Much more of a like sort took place ; and twice on that same Sunday the court met this jury to receive their verdict, and refused to receive it, only because dissatisfied with it, and then adjourned to the next day, when a verdict of “not guilty” was rendered.

This trial took place at the “Old Bailey,” before the enactment of the Sunday statute of 29 Charles II. And however much we may be shocked at some of its incidents, surely the practice of this famous criminal court of London, held by its highest magistrates, in the capital of the country which was the home of the common law, may be regarded as establishing that the sitting of a court on Sunday to receive the verdict of a jury was not illegal according to that common law.

In New York, it was held, in 1818, that it was not improper for a court to receive the verdict of a jury on Sunday, but was illegal then to enter judgment on it. Hoghtolen v. Osborn, 15 Johns Rep. 119; Story v. Elliott, supra.

In the revision afterwards of the statute law of New York, the rule of this decision was expressly incorporated in a clause adopted in the words following : “No court shall be open, or transact any business, on Sunday, unless it be for the purpose of receiving a verdict, or discharging a jury ; and every adjournment of a court on Saturday to another day shall always be to some other day than Sunday, except such adjournment as may be made after a cause has been committed to the jury. But this section shall not prevent the exercise of the jurisdiction of any single magistrate, when it shall be necessary, in criminal cases, to preserve the peace orto arrest offenders. Pulling v. The People, 8 Barb. 385.

This clause seems to us to express, with much precision, what was, indeed, the common law on the subject, without anyi1 statute.

Section 3553 of the Revised Code makes a defendant, con*411victed of libel, punishable by fine not to exceed five hundred dollars and imprisonment in the county jail not to exceed six months; and according to section 3783 the imprisonment must be imposed by the court, unless the discretion is expressly conferred on the jury, which is not done in case of libel. The court was, therefore, authorized to add the imprisonment it imposed.
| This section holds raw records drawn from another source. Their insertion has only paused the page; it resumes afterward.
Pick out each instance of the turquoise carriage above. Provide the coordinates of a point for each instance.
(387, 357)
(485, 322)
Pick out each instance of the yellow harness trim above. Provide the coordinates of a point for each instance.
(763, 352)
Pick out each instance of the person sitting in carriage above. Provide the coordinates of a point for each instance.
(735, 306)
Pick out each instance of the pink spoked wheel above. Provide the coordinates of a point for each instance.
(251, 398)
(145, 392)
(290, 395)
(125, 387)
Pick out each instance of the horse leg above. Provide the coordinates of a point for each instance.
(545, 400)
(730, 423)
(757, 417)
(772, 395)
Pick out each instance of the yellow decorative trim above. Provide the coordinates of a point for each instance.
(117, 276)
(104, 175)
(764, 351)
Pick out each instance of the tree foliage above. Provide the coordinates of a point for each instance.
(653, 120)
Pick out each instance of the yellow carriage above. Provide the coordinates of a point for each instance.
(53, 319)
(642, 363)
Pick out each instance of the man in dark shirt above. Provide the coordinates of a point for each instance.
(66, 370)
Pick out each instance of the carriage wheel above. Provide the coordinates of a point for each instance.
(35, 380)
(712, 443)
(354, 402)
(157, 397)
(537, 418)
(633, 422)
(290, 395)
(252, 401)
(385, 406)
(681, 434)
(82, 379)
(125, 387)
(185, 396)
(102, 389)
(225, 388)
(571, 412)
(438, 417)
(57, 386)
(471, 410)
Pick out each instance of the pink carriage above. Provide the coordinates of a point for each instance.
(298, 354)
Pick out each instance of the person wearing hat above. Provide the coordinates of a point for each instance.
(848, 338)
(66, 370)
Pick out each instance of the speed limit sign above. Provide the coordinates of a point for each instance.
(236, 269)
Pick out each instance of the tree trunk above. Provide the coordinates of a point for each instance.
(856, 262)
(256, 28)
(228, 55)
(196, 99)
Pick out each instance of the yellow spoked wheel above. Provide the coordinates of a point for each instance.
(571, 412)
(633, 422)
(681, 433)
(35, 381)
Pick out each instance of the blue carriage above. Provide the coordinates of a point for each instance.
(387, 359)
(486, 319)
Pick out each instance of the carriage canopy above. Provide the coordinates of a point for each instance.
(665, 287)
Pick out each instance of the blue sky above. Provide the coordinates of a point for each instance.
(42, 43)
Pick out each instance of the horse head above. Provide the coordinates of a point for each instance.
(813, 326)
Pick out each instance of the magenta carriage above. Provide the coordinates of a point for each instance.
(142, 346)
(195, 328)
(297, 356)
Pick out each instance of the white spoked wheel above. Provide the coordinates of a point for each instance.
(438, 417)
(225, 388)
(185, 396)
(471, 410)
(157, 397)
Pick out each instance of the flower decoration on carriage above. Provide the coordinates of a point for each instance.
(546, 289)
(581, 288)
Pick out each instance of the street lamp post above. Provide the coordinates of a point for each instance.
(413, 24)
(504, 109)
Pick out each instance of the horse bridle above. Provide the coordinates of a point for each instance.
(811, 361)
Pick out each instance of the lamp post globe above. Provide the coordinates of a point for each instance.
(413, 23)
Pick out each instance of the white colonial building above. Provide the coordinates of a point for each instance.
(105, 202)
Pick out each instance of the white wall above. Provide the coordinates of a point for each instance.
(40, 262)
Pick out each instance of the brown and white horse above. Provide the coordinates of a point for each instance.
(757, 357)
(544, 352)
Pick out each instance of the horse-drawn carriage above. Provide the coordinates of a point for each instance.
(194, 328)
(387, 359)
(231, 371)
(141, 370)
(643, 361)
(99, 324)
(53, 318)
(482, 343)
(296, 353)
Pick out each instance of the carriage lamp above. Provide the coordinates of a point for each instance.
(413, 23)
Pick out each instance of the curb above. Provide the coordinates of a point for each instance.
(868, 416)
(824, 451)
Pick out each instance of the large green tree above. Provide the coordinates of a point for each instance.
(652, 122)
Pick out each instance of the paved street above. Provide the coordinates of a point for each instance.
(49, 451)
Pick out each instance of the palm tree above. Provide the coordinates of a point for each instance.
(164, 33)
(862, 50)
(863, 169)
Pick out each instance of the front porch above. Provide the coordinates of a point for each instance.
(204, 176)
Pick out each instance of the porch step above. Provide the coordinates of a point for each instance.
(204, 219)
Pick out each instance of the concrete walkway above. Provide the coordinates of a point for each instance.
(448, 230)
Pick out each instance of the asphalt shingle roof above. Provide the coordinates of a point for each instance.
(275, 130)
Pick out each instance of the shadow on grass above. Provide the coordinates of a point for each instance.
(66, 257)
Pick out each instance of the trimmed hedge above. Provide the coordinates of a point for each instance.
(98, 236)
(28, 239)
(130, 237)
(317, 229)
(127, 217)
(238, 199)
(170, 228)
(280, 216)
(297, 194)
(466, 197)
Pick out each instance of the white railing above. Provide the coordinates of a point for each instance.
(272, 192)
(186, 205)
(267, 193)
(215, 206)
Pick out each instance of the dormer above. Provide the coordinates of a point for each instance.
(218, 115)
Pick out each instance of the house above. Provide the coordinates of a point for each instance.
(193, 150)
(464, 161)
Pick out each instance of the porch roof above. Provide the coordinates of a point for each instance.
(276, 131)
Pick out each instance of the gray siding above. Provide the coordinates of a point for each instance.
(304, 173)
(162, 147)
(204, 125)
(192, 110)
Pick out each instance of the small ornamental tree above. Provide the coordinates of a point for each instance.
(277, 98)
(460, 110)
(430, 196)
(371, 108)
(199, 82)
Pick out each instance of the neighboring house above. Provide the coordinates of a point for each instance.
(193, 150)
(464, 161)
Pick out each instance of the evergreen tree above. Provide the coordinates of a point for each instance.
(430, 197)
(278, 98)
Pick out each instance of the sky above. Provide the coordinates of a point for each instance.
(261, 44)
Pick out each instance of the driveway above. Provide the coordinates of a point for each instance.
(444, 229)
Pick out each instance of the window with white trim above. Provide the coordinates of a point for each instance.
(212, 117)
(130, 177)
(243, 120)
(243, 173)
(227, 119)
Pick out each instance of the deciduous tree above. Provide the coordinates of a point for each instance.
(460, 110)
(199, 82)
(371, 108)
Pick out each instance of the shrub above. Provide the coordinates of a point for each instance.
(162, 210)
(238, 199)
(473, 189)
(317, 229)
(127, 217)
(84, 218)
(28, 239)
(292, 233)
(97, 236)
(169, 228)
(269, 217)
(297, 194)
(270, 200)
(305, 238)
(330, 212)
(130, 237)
We find no error in the record and the judgment is affirmed.

Note. — A verdict is not equivalent to a judgment, or to the award of arbitrators. Speaking of awards, Yates, J., said in Van Cortland v. Underhill (15 John R. 416): “It certainly would be a dangerous innovation to put them on a footing with the verdict of a jury. They are and ought to be of a more binding force between the parties.” And in Strong v. Elliott, supra, Savage, Ch. J., said: “Arbitrators are not jurors to determine facts, but judges to adjudicate as to the law,” [By Judge Manning.]